Gli autori hanno concluso: «Tra i pazienti arruolati nel registro REACH internazionale, l’uso di beta-bloccanti non era associato a un più basso tasso di eventi cardiovascolari a 44 mesi di follow-up, anche tra pazienti con storia pregressa di infarto. Ulteriori ricerche sono giustificate per identificare sottogruppi che potrebbero beneficiare della terapia con beta-bloccanti e per determinare la durata ottimale di tale terapia.»

Cosa sono i beta-bloccanti?

I beta-bloccanti sono un tipo di farmaco che blocca l’azione del sistema nervoso simpatico del cuore; rallentano il battito cardiaco, riducono la forza delle contrazioni del muscolo cardiaco e provocano la dilatazione dei vasi sanguigni nel cervello, nel cuore e nel resto del corpo.

Questi farmaci «bloccano» le sostanze beta-adrenergiche, come l’adrenalina (epinefrina), nel sistema nervoso autonomo.

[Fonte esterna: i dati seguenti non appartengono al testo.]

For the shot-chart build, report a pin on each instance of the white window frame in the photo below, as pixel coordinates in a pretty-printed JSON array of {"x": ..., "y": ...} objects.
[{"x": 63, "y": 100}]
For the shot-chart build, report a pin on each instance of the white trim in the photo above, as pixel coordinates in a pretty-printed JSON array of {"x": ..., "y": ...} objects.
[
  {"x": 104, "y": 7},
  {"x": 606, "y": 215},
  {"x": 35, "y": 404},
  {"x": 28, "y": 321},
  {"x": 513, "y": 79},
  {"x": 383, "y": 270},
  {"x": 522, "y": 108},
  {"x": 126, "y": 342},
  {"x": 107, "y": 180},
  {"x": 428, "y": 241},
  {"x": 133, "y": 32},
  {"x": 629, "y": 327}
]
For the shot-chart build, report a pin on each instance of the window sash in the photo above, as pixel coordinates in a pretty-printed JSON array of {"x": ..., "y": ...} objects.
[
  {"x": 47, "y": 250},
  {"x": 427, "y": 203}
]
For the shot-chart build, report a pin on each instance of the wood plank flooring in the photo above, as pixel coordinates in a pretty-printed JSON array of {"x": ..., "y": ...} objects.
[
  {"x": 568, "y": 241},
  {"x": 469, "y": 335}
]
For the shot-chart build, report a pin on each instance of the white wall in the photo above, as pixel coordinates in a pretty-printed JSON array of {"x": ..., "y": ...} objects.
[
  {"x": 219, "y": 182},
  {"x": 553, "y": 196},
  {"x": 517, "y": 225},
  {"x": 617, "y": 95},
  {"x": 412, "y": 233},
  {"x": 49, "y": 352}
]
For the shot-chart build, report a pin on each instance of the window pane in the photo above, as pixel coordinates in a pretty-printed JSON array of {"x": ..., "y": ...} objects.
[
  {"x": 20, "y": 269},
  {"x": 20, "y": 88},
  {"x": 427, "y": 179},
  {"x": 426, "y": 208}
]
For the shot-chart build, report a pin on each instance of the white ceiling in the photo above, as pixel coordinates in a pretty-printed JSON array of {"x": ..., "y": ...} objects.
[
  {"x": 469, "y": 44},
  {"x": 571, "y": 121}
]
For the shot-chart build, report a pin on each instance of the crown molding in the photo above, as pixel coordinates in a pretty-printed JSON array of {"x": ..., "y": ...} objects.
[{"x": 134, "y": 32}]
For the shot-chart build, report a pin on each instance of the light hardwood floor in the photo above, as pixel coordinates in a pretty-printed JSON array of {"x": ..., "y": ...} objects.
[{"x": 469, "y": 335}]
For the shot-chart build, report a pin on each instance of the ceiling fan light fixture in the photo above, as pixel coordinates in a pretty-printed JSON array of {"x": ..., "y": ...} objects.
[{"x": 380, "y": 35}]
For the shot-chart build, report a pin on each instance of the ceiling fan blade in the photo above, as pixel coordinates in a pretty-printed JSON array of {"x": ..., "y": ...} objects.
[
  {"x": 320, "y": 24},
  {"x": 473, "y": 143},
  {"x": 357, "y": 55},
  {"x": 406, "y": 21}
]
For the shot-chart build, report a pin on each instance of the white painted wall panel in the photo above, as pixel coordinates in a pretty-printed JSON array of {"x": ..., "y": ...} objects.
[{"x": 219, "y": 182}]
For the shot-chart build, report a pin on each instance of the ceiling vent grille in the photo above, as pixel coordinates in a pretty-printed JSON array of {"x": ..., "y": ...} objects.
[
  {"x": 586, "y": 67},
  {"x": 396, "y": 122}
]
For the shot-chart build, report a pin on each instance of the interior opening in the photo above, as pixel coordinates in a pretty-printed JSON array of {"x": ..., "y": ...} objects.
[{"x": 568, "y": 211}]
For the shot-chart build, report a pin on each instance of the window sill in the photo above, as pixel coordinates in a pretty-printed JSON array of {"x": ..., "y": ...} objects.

I beta-bloccanti sono più comunemente usati per il trattamento di:

  • Attacco cardiaco
  • Insufficienza cardiaca
  • Fibrillazione atriale
  • Ipertensione (pressione alta) – nel 2006, il National Institute for Clinical Excellence (NICE) ha affermato che i beta-bloccanti non dovrebbero essere utilizzati di routine per il trattamento dell’ipertensione
  • Angina

Sono meno comunemente usati per:

  • Prevenzione dell’emicrania
  • Tiroide iperattiva (tireotossicosi)
  • Tremore
  • Ansia
  • Glaucoma (collirio)

Decine di milioni di americani assumono beta-bloccanti ogni giorno. Sono i quinti farmaci da prescrizione più utilizzati negli Stati Uniti. Secondo IMS Health, nel 2009 sono state effettuate 128 milioni di prescrizioni in America.

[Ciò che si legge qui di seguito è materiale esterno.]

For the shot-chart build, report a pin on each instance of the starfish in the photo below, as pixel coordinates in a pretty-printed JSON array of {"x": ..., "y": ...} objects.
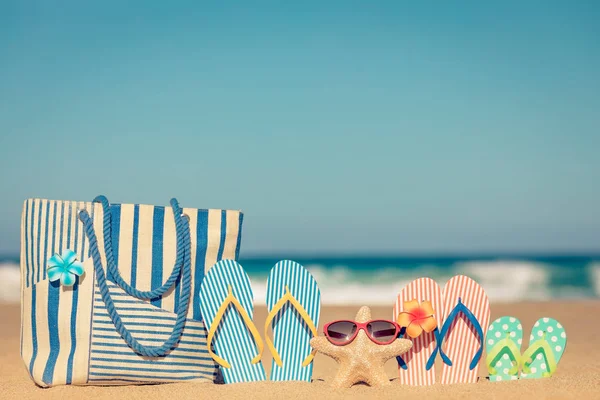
[{"x": 362, "y": 360}]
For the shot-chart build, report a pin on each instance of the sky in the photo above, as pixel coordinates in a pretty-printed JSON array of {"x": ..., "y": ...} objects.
[{"x": 337, "y": 127}]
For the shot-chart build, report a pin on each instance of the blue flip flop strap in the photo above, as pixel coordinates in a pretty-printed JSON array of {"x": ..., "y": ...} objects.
[
  {"x": 430, "y": 362},
  {"x": 460, "y": 307},
  {"x": 438, "y": 349}
]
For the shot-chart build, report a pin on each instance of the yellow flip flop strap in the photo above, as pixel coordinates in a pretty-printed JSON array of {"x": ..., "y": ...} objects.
[
  {"x": 230, "y": 299},
  {"x": 276, "y": 308}
]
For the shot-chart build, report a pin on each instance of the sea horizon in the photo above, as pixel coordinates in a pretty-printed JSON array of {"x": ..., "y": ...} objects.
[{"x": 375, "y": 279}]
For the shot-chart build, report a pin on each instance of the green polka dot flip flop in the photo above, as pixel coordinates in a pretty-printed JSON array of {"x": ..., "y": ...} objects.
[
  {"x": 546, "y": 346},
  {"x": 503, "y": 348}
]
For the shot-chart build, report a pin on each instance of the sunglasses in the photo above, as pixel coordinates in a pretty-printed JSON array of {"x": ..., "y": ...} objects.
[{"x": 341, "y": 333}]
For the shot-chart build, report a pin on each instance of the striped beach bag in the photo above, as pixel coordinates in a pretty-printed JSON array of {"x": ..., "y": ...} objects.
[{"x": 110, "y": 292}]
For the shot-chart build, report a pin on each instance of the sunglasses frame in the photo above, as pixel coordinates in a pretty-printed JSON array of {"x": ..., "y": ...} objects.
[{"x": 362, "y": 326}]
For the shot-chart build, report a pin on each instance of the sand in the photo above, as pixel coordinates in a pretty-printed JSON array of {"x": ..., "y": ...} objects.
[{"x": 578, "y": 374}]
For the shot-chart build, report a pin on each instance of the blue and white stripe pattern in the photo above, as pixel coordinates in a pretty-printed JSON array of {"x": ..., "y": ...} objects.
[
  {"x": 54, "y": 318},
  {"x": 113, "y": 361},
  {"x": 232, "y": 341},
  {"x": 56, "y": 321},
  {"x": 291, "y": 335}
]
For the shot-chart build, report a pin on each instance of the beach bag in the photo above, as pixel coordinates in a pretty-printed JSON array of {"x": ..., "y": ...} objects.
[{"x": 110, "y": 292}]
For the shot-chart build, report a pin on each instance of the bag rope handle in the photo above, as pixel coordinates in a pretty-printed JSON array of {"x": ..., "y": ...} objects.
[
  {"x": 113, "y": 270},
  {"x": 184, "y": 243}
]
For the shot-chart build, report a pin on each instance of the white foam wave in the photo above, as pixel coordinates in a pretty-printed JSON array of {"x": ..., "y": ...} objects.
[
  {"x": 10, "y": 279},
  {"x": 510, "y": 280},
  {"x": 595, "y": 275}
]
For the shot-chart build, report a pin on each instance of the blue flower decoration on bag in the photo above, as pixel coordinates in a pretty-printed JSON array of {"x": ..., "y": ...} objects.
[{"x": 64, "y": 267}]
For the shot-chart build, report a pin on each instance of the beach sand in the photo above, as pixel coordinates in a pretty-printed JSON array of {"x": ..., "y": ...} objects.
[{"x": 578, "y": 374}]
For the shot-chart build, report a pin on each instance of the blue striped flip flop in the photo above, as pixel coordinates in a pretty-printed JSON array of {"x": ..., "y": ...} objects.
[
  {"x": 546, "y": 346},
  {"x": 503, "y": 348},
  {"x": 294, "y": 305},
  {"x": 226, "y": 302}
]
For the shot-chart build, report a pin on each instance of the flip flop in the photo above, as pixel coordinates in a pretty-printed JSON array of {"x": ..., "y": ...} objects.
[
  {"x": 466, "y": 319},
  {"x": 415, "y": 367},
  {"x": 294, "y": 303},
  {"x": 503, "y": 348},
  {"x": 546, "y": 346},
  {"x": 226, "y": 304}
]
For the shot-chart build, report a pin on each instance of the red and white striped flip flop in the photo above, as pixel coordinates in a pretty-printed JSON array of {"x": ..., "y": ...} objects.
[
  {"x": 466, "y": 320},
  {"x": 413, "y": 364}
]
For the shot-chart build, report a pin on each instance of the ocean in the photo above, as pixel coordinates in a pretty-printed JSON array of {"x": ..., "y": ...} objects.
[{"x": 377, "y": 280}]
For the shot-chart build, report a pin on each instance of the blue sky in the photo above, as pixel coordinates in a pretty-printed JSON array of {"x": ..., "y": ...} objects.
[{"x": 335, "y": 126}]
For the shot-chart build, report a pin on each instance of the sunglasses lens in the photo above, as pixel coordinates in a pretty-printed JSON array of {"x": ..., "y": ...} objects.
[
  {"x": 341, "y": 332},
  {"x": 382, "y": 331}
]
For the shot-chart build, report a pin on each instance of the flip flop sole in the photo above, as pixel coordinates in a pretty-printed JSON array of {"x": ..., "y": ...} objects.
[
  {"x": 461, "y": 342},
  {"x": 232, "y": 341},
  {"x": 498, "y": 330},
  {"x": 416, "y": 358},
  {"x": 291, "y": 335},
  {"x": 556, "y": 338}
]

Scritto da Christian Nordqvist

Ultime Ricerche e Aggiornamenti

Recenti studi hanno chiarito ulteriormente il dibattito sull’uso dei beta-bloccanti e la loro efficacia in contesti clinici specifici. Ad esempio, ricerche pubblicate nel 2024 hanno mostrato che, sebbene i beta-bloccanti possano essere efficaci nel ridurre l’incidenza di eventi cardiaci in pazienti con insufficienza cardiaca, il loro ruolo in pazienti con malattia coronarica stabile rimane controverso. Un’analisi condotta su 10.000 pazienti ha dimostrato che solo il 20% di quelli con malattia coronarica stabile ha tratto benefici significativi dalla terapia con beta-bloccanti.

Inoltre, una revisione sistematica dei dati ha suggerito che l’uso di beta-bloccanti a lungo termine potrebbe non essere necessario nella popolazione generale senza storia di infarto. I medici sono ora incoraggiati a valutare attentamente i fattori di rischio individuali e a considerare l’adozione di strategie alternative di trattamento, come l’uso di ACE-inibitori o statine, che potrebbero offrire risultati migliori in determinate circostanze.

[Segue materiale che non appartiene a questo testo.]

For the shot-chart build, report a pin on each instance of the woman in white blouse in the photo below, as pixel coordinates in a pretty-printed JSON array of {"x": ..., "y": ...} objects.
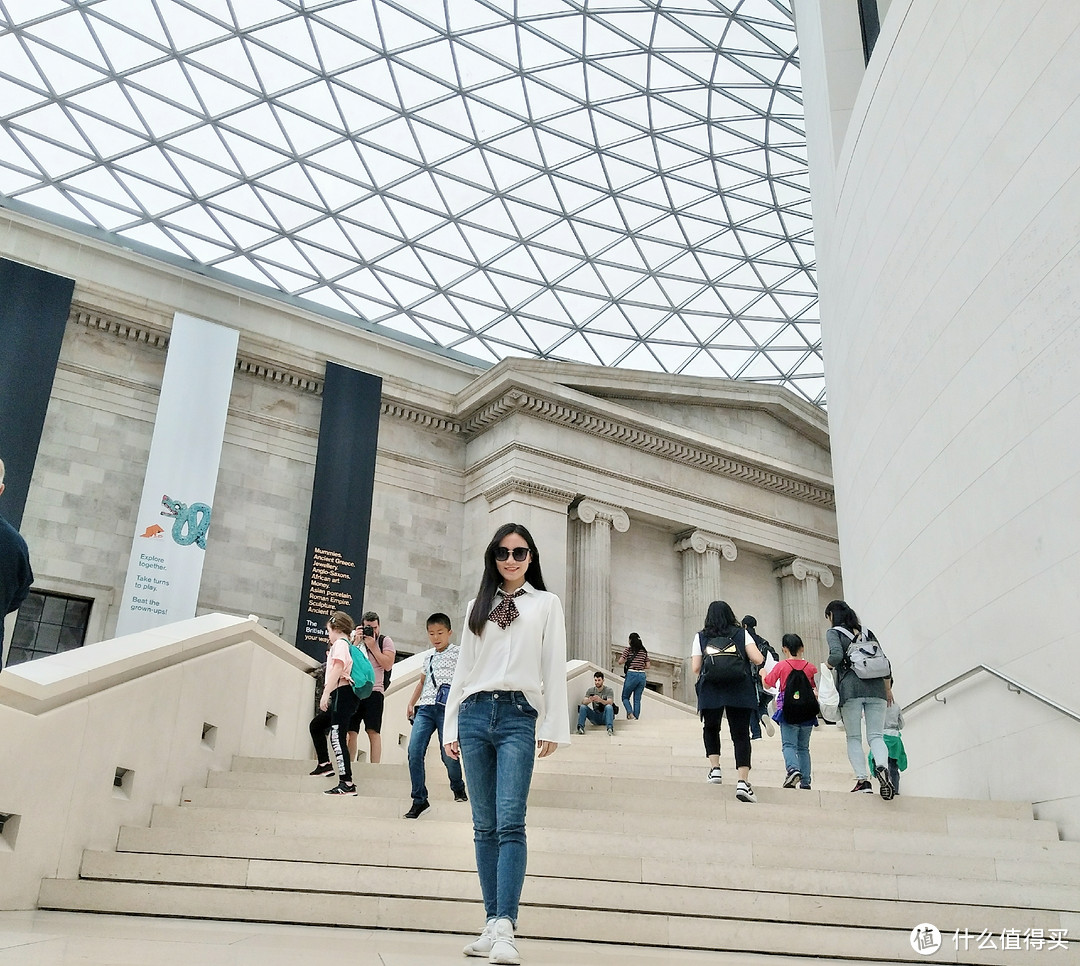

Infine, è importante notare che la ricerca continua a evolversi. Gli esperti stanno attivamente studiando come le terapie personalizzate possano migliorare gli esiti per i pazienti con malattie cardiache, puntando su approcci che considerano la genetica e lo stile di vita. Rimanere aggiornati sulle ultime scoperte è cruciale per ottimizzare le cure e garantire che ogni paziente riceva il trattamento più appropriato per la propria condizione.